It’s About Execution – Nail It, Then Scale It
I teach a course on entrepreneurship at Stanford, and one of the things I drill into my students' heads is "Ideas are cheap; execution is hard".
It's a mantra based on lessons I've learned (the hard way) in my own career.
I've been thinking about this recently with the news of Facebook (zillion-dollar IPO), Instagram (acquired for $1 billion), and Pinterest (seemingly on a rocketship toward fame and fortune). None of these companies had the idea first – all of them are a success because they totally nailed the execution side.
At Tivix we have a chance to see this first-hand, because we get brought into a project for the execution phase. The idea part is usually done before it gets to us – our job is just to build it. But we begin production knowing that execution is what is going to make or break the idea.
Some quick background on philosophy: Steve Blank really began the current Silicon Valley methodology of bringing agile product development with a strict adherence to the philosophy of "customer development", in his book The Four Steps to Epiphany. Others have built upon Steve's seminal work, including Eric Ries with his very popular book, The Lean Startup. And Brant Cooper and Patrick Vlaskovits recently nicely synthesized it all together in their book The Entrepreneur's Guide to Customer Development. The term "Nail it, then scale it" is also the name of a very good book on the topic.
Distilled all the way down, the philosophy is simple: launch a Minimum Viable Product, and then iterate on it quickly and effectively based on real-world input from customers. Test every assumption. Nail it, then scale it.
We approach every project at Tivix with the idea that it's our job to support this philosophy. With this in mind, here are some of the things we think are really important:
– Use a standards-based technology stack. For the most part, it's not about using proprietary technology today; it's about agility. Standards-based technology delivers agility because there's so much existing code you can bootstap on top of, and because your engineering teams (both now and in the future) can ramp-up on it quickly.
– Separate the underlying components. For simple websites, this might just mean use a CMS so that content is managed separately from the presentation layer. But for more complex software applications this means using M-V-C frameworks that separate the business logic, the user interface, and the user input. Mixing these things in the code leads to something which is ridiculously difficult to to maintain. Keeping them separate makes an enormous difference in being able to make on-the-fly changes to an application after it has been launched.
– Make ongoing administration easy. With all of our projects, we deliver to our clients an easy-to-use administration console allowing most aspects of the application to be managed by non-technical personnel. Requiring engineers in the organization to make every product change is the antithesis of agility.

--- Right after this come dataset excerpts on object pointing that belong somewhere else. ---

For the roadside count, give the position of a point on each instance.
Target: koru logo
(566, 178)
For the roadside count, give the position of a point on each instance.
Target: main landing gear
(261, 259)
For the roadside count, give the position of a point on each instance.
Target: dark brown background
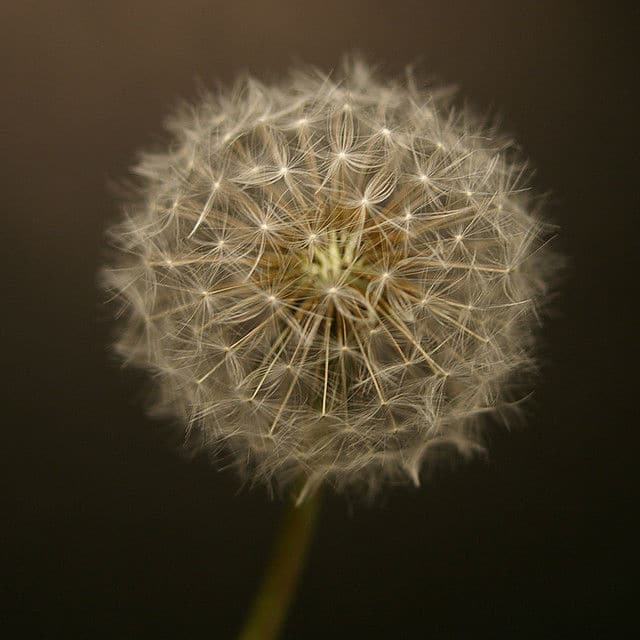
(109, 533)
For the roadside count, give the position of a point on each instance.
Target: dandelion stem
(269, 609)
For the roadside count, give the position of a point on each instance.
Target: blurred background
(108, 532)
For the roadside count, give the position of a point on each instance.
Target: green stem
(269, 610)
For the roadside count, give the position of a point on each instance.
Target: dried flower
(331, 277)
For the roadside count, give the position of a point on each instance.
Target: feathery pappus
(333, 278)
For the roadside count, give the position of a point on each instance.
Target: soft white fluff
(332, 278)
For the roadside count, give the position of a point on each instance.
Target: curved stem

– Build in measurement tools. Key to today's methodology is the build-measure-learn feedback loop. Measurement tools need to be built into any platform so that you can make instant, informed decisions on how to improve the product for users.
These are some of the things we keep in mind, as we do software engineering which is optimized for a company's ability to execute. The core technology framework which Tivix uses is Python / Django, the same as Instagram and Pinterest are built on. We can't guarantee the kind of success they've had, but we think there are some great lessons to be learned from the way in which these companies did an extraordinary job at developing a scalable platform built for agility and execution.